OXIDATION OF THYMINE TO 5-FORMYLURACIL IN DNA - MECHANISMS OF FORMATION, STRUCTURAL IMPLICATIONS, AND BASE EXCISION BY HUMAN CELL-FREE-EXTRACTS

Oxidative agents produce several different types of base modifications in DNA, and only a few of these have been properly characterized with respect to mechanisms of formation and biological implications. We have established a procedure using neutral thermal hydrolysis and reverse phase highperformance liquid chromatography to determine the content of the oxidation product 5-formyluracil (5-foU) in DNA. With this method, it is shown that 5-foU residues are formed with high frequency from thymine by quinone-sensitized UV-A photooxidation. Since 5-foU is also induced by ionizing radiation, it appears to be formed under conditions where thymidine radical cations are generated and react with molecular oxygen. It was previously shown that 5-foU is formed directly from [methyl-H-3]thymine residues in radioactively labeled DNA by two consecutive transmutations of H-3 to He-3. The theoretical basis for the kinetics of such conversion is presented in this paper, and the calculated yields are confirmed experimentally by measuring the content of 5-foU in [methyl-H-3] thymine-labeled DNA aged for different time periods.

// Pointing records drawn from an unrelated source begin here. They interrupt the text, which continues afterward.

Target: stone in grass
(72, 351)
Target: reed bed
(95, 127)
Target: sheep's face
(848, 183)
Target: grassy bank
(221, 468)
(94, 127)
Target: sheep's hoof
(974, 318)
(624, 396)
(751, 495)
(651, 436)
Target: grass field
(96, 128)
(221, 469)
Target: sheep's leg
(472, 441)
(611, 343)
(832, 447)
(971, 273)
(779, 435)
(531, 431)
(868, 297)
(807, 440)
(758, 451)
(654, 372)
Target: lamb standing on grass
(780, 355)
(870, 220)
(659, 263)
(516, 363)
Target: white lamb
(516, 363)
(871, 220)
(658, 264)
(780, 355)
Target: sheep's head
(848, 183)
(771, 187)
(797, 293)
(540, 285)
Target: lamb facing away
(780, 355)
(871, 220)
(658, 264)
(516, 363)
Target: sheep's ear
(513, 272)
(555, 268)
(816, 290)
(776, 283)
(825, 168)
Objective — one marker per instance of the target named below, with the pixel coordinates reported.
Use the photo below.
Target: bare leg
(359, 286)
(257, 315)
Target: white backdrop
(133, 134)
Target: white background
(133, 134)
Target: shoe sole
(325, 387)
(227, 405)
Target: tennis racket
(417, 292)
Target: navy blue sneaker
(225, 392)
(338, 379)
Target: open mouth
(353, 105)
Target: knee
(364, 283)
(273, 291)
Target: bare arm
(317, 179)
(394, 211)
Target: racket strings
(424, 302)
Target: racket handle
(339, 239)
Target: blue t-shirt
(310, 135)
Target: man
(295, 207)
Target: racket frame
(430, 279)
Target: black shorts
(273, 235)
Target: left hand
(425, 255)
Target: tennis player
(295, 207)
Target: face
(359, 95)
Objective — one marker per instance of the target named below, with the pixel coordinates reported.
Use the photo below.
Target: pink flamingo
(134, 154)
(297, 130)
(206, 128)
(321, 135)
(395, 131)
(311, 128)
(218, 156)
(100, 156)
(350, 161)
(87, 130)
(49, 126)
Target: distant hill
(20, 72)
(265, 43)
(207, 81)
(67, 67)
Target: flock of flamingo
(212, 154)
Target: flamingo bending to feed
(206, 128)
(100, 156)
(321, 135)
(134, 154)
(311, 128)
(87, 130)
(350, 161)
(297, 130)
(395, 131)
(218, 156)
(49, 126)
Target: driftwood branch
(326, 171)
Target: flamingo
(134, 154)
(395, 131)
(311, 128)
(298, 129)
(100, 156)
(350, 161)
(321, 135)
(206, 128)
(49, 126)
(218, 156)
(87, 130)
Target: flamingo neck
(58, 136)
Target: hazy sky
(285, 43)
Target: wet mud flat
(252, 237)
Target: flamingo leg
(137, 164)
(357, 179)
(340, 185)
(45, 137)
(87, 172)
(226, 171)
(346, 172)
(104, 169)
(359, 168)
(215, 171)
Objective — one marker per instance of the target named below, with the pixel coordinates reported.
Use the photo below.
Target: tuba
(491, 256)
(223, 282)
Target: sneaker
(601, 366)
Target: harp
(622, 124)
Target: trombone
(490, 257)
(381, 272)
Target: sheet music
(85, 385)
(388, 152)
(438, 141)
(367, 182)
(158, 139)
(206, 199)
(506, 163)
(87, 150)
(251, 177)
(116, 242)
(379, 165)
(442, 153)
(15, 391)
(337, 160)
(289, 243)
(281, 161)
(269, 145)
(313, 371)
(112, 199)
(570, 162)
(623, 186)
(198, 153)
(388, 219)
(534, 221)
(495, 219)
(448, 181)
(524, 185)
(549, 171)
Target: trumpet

Such DNA contains virtually only 5-(hydroxymethyl)uracil and 5-foU, apart from normal bases, and is therefore very useful for the investigation of repair enzyme activities involved in the repair of 5-foU-containing, DNA. Using this substrate, a DNA glycosylase activity was identified in human cell extracts for the removal of 5-foU. Molecular modeling of DNA containing 5-foU suggests that the formyl group will be kept in plane with the pyrimidine ring because of electrostatic interactions between formyl O and H-6 and formyl H and O-4, with a potential weakening effect on the base-pairing properties of 5-foU relative to thymine.